Islamist sect Boko Haram claimed responsibility on Tuesday for attacks that killed more than 65 people in volatile central Nigeria last ...


Islamist sect Boko Haram claimed responsibility on Tuesday for attacks that killed more than 65 people in volatile central Nigeria last weekend, although security forces have blamed the violence on localised ethnic clashes.
Boko Haram has killed hundreds of people this year in an insurgency against President Goodluck Jonathan as it tries to carve out an Islamic state in Africa's most populous nation.
"We praise God in this war for the Prophet Mohammad. We thank Allah for the successful attack in ... Plateau state on Christians and security men," an email in the local Hausa language from the Boko Haram's spokesman Abul Qaqa said.
The email was sent to reporters in Boko Haram's home base in northeast Maiduguri from an address previously used by Qaqa.
But there were doubts about the level of Boko Haram's involvement.
Security forces said fighting which erupted on Saturday involved nomadic Fulani herdsmen who often clash with indigenous tribes in the unstable "Middle Belt", where the largely Muslim north meets the mostly Christian south.
On Sunday, gunmen shot dead a senator and several other people at a mass burial of at least 63 people killed in the violence.
"Before, Christians were killing Muslims, helped by the government, so we have decided that we will continue to hunt down government agents wherever they are," Qaqa's email said.

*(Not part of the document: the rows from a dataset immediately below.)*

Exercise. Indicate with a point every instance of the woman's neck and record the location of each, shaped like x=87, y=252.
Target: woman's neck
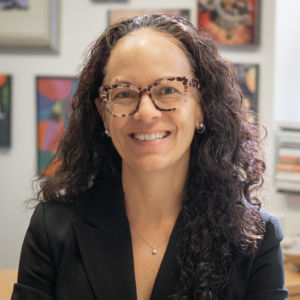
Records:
x=153, y=197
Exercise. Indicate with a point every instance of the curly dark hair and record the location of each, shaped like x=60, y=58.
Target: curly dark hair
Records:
x=220, y=211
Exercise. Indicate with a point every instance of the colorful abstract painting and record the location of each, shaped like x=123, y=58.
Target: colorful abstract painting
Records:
x=54, y=96
x=5, y=110
x=247, y=75
x=119, y=14
x=14, y=4
x=232, y=22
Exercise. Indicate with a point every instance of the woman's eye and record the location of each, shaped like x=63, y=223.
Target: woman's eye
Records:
x=125, y=94
x=168, y=90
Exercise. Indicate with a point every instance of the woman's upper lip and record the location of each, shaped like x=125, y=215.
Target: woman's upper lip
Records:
x=149, y=131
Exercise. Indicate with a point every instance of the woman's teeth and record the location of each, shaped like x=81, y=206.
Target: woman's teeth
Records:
x=150, y=137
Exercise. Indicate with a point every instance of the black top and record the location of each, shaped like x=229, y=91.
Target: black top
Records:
x=83, y=251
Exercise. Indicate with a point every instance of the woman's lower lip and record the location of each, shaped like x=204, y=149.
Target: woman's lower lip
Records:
x=148, y=142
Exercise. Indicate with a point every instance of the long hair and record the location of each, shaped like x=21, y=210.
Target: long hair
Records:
x=220, y=211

Boko Haram has often targeted government officials.
Security forces did not comment on the claim of responsibility.
But Fulani herdsmen said there was no link between them and Boko Haram, which has been behind several suicide bombings on churches in Plateau state this year.
"Boko Haram did not play any role here," Miyetti Allah, a spokesman for the Fulani, told reporters. He added that Fulanis were not behind the attack on the funeral.
President Jonathan, who sacked his defence minister and national security adviser last month, pledged to track down the people who killed Senator Gyang Dantong, of the ruling People's Democratic Party.
Jonathan, a southern Christian, has come under intense pressure to stem the spread of violence in the north, where his opponents say he is out of touch.
Security experts believe Boko Haram's attacks on churches in central and northern Nigeria are an attempt to provoke a wider religious conflict inside Africa's biggest oil producer.
The United States last month named three alleged leaders of Boko Haram as "foreign terrorists", the first time it has blacklisted members of the sect.
Security sources say the sect, which launched its first uprising in remote northeast Nigeria in 2009, has linked up with al Qaeda in the Islamic Maghreb (AQIM), sending a few dozen fighters to Mali for training.